There’s a Little Curie in All of Us
If you know NGRA Board member Vicky Scharlau, who leads Washington Winegrowers, you know she “calls a spade a spade.” So, when she posts her “new favorite quote” on social media, you listen. What she shared was this: “Now is the time to understand more, so that we can fear less,” by Marie Curie. Certainly, as epidemiologists and virologists race to understand COVID-19, and develop treatments and a vaccine, Madame Curie’s words perfectly capture this moment in science. But it got me to thinking…
In addition to being the first person to win two Nobel Prizes (the first in Physics, the second in Chemistry), Marie Curie discovered (and ultimately died from exposure to) radioactivity, and she championed the development of X-rays for surgery. In fact, during World War I, she helped to equip ambulances with portable X-ray machines and often drove them to the front line herself. Those devices came to be known as “Little Curies.”
There are parallels in Madame Curie’s work to our research. Today, in viticulture, we seek to use and improve technologies (sensors, many of which are portable) to extend or deepen our view into vine and soil health, pest and disease issues, and quality, yield and other production metrics. This research (and other ongoing studies) are vital to the advancement of the grape and wine industry, and “proof” as Marie Curie also famously said, “that scientific work must not be considered from the point of view of the direct usefulness of it.” To those outside the grape and wine industry, our work may not be deemed essential. To us, it is critical.
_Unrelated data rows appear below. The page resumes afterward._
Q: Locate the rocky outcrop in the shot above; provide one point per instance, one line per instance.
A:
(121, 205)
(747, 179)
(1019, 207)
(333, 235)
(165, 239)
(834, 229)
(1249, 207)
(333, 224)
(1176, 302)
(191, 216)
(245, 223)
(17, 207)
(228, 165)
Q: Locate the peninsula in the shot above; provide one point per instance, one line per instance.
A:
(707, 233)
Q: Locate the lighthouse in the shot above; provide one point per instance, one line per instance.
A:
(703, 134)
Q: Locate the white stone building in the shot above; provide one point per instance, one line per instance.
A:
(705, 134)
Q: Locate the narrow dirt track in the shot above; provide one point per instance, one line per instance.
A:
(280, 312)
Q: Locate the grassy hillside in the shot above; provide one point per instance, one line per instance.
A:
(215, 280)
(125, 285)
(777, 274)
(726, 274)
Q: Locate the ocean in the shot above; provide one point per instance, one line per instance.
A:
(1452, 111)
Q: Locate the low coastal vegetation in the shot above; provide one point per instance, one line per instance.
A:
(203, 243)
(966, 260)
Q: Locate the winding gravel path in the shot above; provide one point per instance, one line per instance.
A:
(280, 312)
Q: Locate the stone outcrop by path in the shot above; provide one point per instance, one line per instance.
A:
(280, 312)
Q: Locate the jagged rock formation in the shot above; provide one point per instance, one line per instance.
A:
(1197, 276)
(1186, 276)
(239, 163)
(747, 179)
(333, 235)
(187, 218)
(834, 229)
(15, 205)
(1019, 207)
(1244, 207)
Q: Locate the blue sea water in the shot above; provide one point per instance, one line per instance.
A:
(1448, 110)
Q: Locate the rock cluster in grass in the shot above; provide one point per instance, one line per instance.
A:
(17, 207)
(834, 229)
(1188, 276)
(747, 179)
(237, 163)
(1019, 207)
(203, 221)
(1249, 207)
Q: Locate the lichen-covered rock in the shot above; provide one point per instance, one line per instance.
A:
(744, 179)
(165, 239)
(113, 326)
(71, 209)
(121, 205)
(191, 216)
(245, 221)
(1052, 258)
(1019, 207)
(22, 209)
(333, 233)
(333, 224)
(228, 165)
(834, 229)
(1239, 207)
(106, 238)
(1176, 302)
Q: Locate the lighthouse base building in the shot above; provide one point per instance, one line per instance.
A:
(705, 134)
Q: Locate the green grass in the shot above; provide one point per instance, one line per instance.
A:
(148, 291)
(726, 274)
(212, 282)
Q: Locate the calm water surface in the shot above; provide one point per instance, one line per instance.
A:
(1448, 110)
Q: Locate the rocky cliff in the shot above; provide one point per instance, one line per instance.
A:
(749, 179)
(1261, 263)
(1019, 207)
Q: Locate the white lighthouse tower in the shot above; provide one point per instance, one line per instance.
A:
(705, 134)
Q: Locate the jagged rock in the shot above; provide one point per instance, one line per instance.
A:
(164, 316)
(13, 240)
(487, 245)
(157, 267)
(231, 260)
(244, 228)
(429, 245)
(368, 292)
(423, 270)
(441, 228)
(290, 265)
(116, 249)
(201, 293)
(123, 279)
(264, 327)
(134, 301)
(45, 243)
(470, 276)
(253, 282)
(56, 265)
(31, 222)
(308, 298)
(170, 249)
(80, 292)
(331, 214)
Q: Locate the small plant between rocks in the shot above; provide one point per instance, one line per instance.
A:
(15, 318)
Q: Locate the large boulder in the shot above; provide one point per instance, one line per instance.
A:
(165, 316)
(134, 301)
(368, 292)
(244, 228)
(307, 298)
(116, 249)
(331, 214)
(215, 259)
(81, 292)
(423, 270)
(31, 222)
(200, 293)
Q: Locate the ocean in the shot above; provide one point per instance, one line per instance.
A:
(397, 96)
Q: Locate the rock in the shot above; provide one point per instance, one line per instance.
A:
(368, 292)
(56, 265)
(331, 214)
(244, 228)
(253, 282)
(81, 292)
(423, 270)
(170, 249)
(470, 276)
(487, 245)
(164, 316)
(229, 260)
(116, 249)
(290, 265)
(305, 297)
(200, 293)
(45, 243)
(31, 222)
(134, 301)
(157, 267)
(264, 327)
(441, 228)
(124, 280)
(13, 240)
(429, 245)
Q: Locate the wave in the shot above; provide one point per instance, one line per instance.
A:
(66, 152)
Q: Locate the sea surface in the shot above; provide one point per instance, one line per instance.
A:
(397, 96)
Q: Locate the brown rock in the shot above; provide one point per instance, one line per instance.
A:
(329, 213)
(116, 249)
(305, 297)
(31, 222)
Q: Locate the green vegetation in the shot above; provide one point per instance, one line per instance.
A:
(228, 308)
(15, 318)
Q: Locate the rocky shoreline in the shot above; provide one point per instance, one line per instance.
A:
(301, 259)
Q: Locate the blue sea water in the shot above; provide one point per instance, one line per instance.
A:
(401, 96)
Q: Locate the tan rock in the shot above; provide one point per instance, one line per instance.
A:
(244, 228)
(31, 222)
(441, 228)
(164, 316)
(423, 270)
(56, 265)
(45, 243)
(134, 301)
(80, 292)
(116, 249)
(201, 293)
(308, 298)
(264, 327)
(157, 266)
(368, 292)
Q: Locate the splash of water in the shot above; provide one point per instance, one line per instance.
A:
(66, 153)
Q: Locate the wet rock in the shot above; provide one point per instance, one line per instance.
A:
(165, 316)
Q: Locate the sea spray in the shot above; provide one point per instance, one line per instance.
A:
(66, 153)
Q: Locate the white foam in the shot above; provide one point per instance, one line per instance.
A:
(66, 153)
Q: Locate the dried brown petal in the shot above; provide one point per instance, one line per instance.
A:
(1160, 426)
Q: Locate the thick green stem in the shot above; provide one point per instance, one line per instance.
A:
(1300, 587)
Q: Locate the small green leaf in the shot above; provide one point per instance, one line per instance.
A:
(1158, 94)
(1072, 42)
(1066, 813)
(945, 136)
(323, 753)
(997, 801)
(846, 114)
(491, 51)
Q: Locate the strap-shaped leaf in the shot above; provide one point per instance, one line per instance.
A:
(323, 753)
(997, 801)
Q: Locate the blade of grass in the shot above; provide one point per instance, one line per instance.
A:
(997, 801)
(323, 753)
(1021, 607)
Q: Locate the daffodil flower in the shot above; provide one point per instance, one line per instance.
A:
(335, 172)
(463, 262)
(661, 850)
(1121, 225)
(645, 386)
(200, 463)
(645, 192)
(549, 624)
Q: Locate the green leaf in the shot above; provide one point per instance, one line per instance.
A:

And so we cheer the scientists who made sure to “bring the bench home,” as one article below quips, and endeavored to retool their workplans–and workplaces–to keep their research alive under shelter-in-place orders. We appreciate the administrators working with state and local officials to understand when and how faculty and students can return to campus, and labs can reopen and research can begin again (even if slowed by social-distancing requirements). And we applaud the vineyard and greenhouse workers who showed up to maintain research plots and experimental populations, under mask-and-glove conditions. You have ensured that grape research continues.
You don’t have to rush into battle or win a Nobel Prize (or two) to make a difference. But based on the hope, creativity, adaptability and perseverance displayed in the community of people who believe in science as a means to advance our industry, it seems there’s a little Curie in all of us. And thankfully, there are the Vicky Scharlaus of the world to help us remember that!